Combining influences from symphonic metal to gothic hard rock, California band Lipshok arrive at their fourth full-length Shadows of a Dark Heart confident and established in where they want to go stylistically. Transporting the listeners into an alternative universe through stories of Alice in Wonderland, Icarus, vampires, and other fables, the songwriting and abilities of the musicians create a sound that can be eclectic and heavy, tender yet morose, always thoughtful and adhering to a strong sense of catchy hooks and vibrant melodies.

The spotlight can be subtle and refreshing – the bass and emotive guitar work from Phil Jameson and Massimiliano Maggari respectively on the commercial-leaning “Don’t Fear Defeat” captivating, slithering in, out and around the sultry, seductive vocal abilities from keyboardist Scarlett Dark. The follow up “Looking Glass” displays some Dream Theater/Rush-like tom fills against a crescendo of cascading gothic keyboard/guitar parts – Scarlett again enveloping the aural canvas with a mixture of lower to mid-range vocal passages that weave a dynamic tapestry. When Lipshok choose to be softer and reflective, some of their older AOR-70’s rock aspects come to the forefront, “Without a Flame” carrying all the right Styx/Kansas charm in its symphonic bombast against bluesy lead work in a power ballad arrangement. Scarlett as the primary songwriter, keyboardist and vocalist is a triple-threat that captures attention through her diverse knowledge of rock, gothic and metal – self-assured to go in any direction, from the graceful “Alive Once More” to a mid-tempo epic march-oriented “Revenge” that takes an older Heart meets symphonic approach. You could imagine a lot of the wordplay and twists giving Lipshok plenty of visual/lighting situations to heighten tension and anticipation during live gigs to enhance what you hear from these eight tracks.
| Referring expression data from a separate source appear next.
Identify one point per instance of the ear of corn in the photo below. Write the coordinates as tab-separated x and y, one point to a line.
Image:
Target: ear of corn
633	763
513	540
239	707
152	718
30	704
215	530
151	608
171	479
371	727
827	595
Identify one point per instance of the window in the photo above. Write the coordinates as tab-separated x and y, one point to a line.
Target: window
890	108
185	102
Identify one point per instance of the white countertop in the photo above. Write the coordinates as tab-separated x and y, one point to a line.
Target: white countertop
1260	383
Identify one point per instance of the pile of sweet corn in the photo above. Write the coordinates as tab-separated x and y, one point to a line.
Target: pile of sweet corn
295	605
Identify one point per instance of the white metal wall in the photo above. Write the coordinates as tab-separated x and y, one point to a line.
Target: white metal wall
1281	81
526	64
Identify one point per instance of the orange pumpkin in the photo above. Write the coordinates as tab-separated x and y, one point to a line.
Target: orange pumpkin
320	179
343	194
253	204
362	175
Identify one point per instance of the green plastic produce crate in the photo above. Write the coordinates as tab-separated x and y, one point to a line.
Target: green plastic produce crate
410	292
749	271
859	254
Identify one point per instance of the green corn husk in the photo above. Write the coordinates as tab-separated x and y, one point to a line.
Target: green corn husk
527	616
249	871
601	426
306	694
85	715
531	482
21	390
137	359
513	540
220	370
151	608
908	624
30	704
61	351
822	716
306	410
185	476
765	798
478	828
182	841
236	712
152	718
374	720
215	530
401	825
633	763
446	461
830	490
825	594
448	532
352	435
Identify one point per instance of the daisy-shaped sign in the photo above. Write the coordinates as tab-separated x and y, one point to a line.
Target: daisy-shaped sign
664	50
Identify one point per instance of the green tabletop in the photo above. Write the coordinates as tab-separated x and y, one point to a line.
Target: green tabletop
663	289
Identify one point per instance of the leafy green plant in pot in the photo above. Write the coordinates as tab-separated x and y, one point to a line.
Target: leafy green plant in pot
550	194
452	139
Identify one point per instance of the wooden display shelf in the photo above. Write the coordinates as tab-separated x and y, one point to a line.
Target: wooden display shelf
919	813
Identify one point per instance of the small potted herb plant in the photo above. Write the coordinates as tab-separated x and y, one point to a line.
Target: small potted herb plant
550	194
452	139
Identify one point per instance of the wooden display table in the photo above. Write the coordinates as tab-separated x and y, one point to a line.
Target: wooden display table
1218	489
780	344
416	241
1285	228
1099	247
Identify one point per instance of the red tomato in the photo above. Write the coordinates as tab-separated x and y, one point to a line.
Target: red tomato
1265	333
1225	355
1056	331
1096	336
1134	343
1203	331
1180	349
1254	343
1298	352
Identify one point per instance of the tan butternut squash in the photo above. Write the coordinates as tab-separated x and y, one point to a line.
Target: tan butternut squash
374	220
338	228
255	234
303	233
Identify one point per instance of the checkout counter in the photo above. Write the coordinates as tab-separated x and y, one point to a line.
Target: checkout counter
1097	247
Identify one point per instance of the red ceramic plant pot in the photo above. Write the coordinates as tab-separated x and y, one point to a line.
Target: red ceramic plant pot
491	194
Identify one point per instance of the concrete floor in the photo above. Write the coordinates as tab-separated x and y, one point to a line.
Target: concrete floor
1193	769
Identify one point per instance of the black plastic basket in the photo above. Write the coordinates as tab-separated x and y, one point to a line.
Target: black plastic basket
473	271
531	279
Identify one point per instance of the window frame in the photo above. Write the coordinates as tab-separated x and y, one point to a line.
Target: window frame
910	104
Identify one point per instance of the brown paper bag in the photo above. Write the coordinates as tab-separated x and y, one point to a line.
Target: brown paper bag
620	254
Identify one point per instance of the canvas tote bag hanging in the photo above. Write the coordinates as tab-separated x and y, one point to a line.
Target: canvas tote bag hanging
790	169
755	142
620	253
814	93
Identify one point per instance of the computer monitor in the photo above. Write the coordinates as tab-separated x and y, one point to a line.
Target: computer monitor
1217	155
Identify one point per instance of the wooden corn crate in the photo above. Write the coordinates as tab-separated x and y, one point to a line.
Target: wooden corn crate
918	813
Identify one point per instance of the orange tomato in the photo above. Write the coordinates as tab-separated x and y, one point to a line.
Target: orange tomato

US symphonic metal and hard rock has a different flavor than a lot of the well-established European counterparts – and Lipshok isn’t going for the feel of Nightwish or Within Temptation here. They have a bit of that finesse and US gothic/70’s AOR-sheen that differentiates them from too much cinematic splendor. In turn, they could establish a solid following for those who want sensible melodies and hooks as well as killer musicianship flair from time to time.